Recently, in the twilight on a balmy summer’s evening in DC, an irrationally passionate cell therapy war room convened over meze, ouzo and retsina. And considered the meaty question posed by Lonza’s Jon Rowley: “Where do you think you and the cell therapy industry will be in fifteen years?”
I anticipate there will be three major issues that will shape the cell therapy industry in 2027: new business models, best practices and big data.
The search for innovative and viable business models is a pressing challenge for established and emerging healthcare industries given long-term declines in the productivity of therapeutic pipelines. However, the cell therapy industry has been here before and successfully built viable business models around innovative healthcare products and services.
Cell therapy can trace its roots back to transplantation techniques and technologies, led by pioneers including Shumway, Lower and Barnard (heart, 1967); Mathé (bone marrow, 1959) and Murray, Harrison and Merrill (kidney, 1954). Initially, these novel clinical procedures were more examples of the art of medicine than healthcare products and services. However, over the intervening decades, a range of transplantation related infrastructure has been developed and successfully commercialized; for example, immune suppressants and donor suitability testing kits.
As stakeholder familiarity with new technologies is established, new business models will also be identified for cellular therapeutics, as has been the practice in the past. While some degree of convergence with the conventional biotech industry is to be expected, I regard pharma’s historic “pills in a box” business model — that is to say, the sale of an identical non-personalized product to all customers in the market — as under threat.

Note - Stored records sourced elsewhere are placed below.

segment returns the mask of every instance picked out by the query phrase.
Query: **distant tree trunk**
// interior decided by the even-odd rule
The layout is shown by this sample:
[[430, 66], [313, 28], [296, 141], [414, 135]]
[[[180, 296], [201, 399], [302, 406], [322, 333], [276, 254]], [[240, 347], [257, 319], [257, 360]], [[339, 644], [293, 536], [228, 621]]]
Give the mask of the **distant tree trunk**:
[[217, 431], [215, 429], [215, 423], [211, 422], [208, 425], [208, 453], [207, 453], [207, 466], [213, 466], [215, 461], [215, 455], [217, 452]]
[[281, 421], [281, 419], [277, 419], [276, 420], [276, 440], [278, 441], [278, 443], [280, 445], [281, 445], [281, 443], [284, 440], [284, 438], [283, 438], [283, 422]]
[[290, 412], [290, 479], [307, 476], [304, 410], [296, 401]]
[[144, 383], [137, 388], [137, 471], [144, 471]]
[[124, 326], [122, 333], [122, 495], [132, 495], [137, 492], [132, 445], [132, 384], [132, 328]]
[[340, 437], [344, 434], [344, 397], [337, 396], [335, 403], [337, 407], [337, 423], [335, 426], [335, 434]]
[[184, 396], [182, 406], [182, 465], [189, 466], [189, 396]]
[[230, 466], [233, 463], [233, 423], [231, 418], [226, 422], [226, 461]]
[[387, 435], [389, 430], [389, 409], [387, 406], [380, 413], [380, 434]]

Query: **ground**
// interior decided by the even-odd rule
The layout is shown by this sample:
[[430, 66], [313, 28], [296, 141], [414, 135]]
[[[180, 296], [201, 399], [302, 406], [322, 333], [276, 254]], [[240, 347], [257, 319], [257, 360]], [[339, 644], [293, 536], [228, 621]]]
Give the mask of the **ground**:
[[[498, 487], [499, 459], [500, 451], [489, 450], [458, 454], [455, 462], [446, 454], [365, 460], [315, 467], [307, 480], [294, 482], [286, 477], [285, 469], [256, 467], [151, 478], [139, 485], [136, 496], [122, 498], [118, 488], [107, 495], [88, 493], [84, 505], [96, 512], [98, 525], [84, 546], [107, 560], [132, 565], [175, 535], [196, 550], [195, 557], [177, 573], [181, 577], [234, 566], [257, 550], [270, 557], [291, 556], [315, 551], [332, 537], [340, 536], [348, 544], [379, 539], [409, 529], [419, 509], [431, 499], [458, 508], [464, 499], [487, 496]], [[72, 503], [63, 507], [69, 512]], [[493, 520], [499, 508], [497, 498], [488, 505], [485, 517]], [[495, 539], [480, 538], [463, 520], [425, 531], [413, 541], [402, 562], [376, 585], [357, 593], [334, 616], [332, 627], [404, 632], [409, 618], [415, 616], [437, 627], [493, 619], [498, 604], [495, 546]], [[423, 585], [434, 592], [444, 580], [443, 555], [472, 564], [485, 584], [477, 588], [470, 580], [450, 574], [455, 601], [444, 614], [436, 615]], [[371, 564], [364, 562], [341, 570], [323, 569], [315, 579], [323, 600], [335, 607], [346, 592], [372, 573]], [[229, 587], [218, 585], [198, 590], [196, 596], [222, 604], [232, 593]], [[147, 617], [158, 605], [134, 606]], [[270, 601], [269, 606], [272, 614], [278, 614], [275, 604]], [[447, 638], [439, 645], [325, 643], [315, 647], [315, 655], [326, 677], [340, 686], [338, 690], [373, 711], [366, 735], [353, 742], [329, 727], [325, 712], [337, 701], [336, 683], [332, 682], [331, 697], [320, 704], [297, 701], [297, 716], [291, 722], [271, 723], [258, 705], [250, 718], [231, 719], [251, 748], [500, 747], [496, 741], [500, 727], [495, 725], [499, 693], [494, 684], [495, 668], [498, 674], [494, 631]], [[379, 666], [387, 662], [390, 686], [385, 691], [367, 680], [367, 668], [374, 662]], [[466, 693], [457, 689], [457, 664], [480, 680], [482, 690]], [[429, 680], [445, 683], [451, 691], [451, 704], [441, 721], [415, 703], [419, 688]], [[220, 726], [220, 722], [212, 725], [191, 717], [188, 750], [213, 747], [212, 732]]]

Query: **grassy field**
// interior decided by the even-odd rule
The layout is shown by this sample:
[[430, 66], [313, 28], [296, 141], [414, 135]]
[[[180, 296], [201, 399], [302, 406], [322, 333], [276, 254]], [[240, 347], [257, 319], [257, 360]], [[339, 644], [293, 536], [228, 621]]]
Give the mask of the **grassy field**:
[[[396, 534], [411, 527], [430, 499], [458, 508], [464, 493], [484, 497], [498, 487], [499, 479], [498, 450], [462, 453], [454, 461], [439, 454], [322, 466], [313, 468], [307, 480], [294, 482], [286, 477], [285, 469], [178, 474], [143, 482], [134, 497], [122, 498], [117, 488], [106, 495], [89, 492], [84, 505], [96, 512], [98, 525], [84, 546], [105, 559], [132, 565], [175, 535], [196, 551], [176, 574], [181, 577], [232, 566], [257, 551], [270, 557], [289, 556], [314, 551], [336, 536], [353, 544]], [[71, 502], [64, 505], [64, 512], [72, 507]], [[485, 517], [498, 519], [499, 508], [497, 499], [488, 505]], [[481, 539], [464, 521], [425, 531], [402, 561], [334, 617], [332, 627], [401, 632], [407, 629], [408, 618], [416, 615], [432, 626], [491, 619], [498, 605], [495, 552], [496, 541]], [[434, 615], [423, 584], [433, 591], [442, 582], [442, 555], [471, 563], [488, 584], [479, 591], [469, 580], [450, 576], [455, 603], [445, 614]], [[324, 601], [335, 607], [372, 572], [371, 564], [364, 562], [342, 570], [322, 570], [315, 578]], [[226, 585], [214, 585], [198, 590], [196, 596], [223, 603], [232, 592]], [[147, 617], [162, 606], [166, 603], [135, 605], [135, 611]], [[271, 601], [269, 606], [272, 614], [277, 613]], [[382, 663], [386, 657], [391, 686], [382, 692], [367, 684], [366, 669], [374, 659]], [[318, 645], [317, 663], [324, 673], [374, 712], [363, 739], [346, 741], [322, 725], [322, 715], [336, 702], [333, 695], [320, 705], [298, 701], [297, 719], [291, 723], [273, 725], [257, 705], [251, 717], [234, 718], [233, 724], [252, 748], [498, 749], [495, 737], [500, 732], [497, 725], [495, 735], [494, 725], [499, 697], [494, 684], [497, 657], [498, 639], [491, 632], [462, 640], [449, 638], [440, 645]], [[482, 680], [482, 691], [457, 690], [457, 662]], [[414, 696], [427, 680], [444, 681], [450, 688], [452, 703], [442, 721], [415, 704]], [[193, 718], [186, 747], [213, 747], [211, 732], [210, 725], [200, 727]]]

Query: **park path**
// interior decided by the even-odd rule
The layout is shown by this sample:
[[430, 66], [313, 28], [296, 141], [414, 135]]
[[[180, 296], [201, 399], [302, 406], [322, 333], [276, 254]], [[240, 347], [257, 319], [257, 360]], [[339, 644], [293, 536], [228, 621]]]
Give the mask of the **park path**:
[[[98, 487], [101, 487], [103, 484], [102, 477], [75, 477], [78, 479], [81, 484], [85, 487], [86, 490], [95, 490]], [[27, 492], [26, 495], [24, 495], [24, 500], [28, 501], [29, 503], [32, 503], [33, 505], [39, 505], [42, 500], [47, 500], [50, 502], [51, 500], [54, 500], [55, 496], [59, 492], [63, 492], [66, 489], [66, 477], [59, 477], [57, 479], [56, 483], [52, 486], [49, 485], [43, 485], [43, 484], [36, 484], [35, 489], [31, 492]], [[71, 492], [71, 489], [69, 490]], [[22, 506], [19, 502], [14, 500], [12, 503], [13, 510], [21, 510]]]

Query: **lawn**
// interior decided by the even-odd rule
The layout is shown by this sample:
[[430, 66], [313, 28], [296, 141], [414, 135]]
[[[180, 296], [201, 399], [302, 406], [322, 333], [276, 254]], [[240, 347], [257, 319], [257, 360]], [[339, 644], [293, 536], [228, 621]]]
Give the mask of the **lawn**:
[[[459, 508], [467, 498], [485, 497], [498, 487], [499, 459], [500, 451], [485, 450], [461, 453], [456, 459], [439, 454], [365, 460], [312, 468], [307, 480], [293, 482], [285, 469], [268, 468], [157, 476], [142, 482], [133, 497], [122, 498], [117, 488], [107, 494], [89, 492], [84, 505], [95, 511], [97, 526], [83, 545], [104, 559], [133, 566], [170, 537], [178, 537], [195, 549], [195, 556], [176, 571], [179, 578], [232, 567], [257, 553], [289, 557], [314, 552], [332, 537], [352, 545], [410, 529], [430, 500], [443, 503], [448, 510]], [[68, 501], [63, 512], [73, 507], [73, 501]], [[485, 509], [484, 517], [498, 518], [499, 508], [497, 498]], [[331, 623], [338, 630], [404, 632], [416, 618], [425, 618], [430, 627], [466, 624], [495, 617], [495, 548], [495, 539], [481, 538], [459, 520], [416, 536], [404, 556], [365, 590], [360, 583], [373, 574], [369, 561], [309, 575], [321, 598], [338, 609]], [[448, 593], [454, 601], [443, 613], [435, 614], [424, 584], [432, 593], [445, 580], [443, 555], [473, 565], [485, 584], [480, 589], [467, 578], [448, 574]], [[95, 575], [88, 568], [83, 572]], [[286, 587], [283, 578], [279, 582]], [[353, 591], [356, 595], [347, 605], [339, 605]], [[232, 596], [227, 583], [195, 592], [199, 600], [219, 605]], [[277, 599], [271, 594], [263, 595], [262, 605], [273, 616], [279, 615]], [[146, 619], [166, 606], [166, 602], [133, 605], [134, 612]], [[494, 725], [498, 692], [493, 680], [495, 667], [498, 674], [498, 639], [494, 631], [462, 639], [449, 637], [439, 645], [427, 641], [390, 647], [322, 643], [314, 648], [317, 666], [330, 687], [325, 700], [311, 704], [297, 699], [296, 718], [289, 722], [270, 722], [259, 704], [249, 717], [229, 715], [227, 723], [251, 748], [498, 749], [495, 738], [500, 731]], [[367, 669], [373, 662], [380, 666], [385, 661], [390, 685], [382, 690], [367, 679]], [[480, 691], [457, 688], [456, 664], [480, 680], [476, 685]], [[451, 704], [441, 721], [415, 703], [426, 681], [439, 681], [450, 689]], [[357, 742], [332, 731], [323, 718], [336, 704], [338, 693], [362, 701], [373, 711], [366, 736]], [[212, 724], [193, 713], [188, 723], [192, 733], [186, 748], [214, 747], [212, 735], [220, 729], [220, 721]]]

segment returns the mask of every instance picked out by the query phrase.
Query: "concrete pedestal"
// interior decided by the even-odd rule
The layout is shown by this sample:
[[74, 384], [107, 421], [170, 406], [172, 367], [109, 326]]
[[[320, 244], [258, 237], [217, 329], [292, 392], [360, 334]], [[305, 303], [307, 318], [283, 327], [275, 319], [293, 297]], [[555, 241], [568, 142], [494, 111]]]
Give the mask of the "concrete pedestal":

Not only will we see new and successful business models appear over the next fifteen years, I predict there will also be a range of robust scientific, biomanufacturing and regulatory best practices. For example, platform biomanufacturing processes as have emerged historically for small molecules and monoclonal antibodies. Further, as more cellular therapies navigate the regulatory pathway, and the expectations of regulators become clear, clinical trial best practices are likely to emerge, reducing trial costs, durations and attrition rates.
However, a caveat to our pursuit for best practices is that the healthcare ecosystem in which they are being developed and implemented is currently under threat from impending “big data” innovations, including genome-wide target screening. Such big data tools will be essential in demonstrating the value proposition of novel therapeutics and their amenability to innovations in technology adoption, such as value-based pricing and stratified medicine.
Therefore, a degree of long-term flexibility in business models and industry best practices will be essential if the industry is to successfully manage the poorly understood competitive threat posed by novel big data collection and analysis tools.
I call upon the cell therapy industry 2012 to unite, and build a foundation for a prosperous cell therapy industry 2027 — an industry I firmly believe can offer sustainable solutions to the most pressing challenges in global healthcare.